Unfortunately I lost some resolution when I downsized the image. However, the chart shows the same weight for the Power Unit (battery and computer) across all 3 levels at 167g. Likewise for the Interface Unit at 24g. Anyway, I take that to mean that these components are essentially the same. Note that this was from an introduction brochure from late last year. Specifically, I got my copy in Taiwan in early December.

If you go the Campagnolo EPS web site, the battery charge information is the same for all 3 levels. Also, in the Athena EPS section, it says this:

_"Just like the Super Record™ and Record™._

_This alone is a sufficient introduction for the new *Athena™ EPS™, a groupset differing from these prestigious models only in the materials used and price*._

_Although made predominantly from aluminium, Athena still includes a number of carbon fibre components, making it the lightest electronic drivetrain in its class, while its ergonomics and derailing and shift performance are exactly the same as Campagnolo's range-topping drivetrains."_

(NOTE: Highlighting is mine)


----------



## vette (Feb 1, 2009)

Chorus seems to be the best bang,Athena doesnt allow multiple shifts so counts that out for me,totalcycling as of now has the best price(in stock) as of now .


----------



## bikerjulio (Jan 19, 2010)

vette said:


> Chorus seems to be the best bang,Athena doesnt allow multiple shifts so counts that out for me,totalcycling as of now has the best price(in stock) as of now .


Since I'm interested in doing an 11-speed upgrade to one of my bikes, I checked out both Total and Ribble and found Ribble substantially cheaper, by 18% overall than Total.

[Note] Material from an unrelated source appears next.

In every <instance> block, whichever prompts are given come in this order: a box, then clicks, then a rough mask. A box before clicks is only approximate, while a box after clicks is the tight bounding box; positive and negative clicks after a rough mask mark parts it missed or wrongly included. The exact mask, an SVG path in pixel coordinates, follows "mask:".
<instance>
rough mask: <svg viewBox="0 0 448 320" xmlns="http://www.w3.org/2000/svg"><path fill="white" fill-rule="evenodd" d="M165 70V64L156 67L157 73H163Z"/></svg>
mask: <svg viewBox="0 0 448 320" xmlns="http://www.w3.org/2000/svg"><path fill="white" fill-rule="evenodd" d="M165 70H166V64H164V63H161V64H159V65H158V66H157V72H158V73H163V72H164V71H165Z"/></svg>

They had everything in stock except the cassette I want. Also not clear if Total include cables - they are silent on it while Ribble state they are included.


----------



## mrcreosote (Sep 9, 2010)

bikerjulio said:


> Since I'm interested in doing an 11-speed upgrade to one of my bikes, I checked out both Total and Ribble and found Ribble substantially cheaper, by 18% overall than Total. They had everything in stock except the cassette I want. Also not clear if Total include cables - they are silent on it while Ribble state they are included.

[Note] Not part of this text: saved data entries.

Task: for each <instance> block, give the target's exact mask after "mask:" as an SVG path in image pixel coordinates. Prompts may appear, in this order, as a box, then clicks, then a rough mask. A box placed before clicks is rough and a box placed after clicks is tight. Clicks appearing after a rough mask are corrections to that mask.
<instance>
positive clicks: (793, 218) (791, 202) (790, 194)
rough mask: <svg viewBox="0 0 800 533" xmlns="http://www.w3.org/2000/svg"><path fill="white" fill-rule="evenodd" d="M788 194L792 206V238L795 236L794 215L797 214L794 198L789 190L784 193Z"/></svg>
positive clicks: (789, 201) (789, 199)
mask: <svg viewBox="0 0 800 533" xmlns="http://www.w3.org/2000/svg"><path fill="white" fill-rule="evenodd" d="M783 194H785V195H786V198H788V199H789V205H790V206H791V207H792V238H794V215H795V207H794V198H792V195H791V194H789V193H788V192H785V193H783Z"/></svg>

BIKE-COMPONENTS.DE - Fahrradteile & Fahrradzubehr fr Mountainbike (MTB), Rennrad, Trekking-Fahrrder und Roadbike is cheaper still (need to deduct 19% VAT)


----------



## vette (Feb 1, 2009)

For me its toalcycling cause they have everything in stock(w/changes) & its complete,the other place looks like you only can get english BB,I need Italian,now if only they have a sale.


----------



## bikerjulio (Jan 19, 2010)

Ribble has both cups Campagnolo Ultra Torque Record Outboard Cups, Bottom Brackets, BOTTOM BRACKETS cables included with levers and shipping is free


----------



## bikerjulio (Jan 19, 2010)

mrcreosote said:


> BIKE-COMPONENTS.DE - Fahrradteile & Fahrradzubehr fr Mountainbike (MTB), Rennrad, Trekking-Fahrrder und Roadbike is cheaper still (need to deduct 19% VAT)


thanks, I've no experience with them. Is the VAT deducted automatically at checkout?

Just looking at Chorus levers i'm getting 

Total $300
Ribble $235
BC.DE $201

so definitely worth a try.

edit. I spent more time on the BC.DE site and priced my upgrade group, including shipping. The group is Chorus Levers, RD, Cassette (12-27) and KMC SL chain.

also I realized that the exchange rates being assumed are quite different - Total perhaps pessimistic at $1.64 and Ribble definitely optimistic at $1.56.

the posted rate this morning is $1.59 GBP and $1.27 Euro, so using those including delivery I'm getting:

Total GBP 445 - $708
Ribble GBP 364 - $579
BC.DE Euro 424 - $538

so, advantage Germany, though not huge.

(all in CDN$$, but US would be similar).


----------



## flatlander_48 (Nov 16, 2005)

One point:

The Missing Link for the 11sp KMC chains is not intended to be reused. This is a departure from their 10sp setups. I'm currently running a Chorus chain with a Missing Link...


----------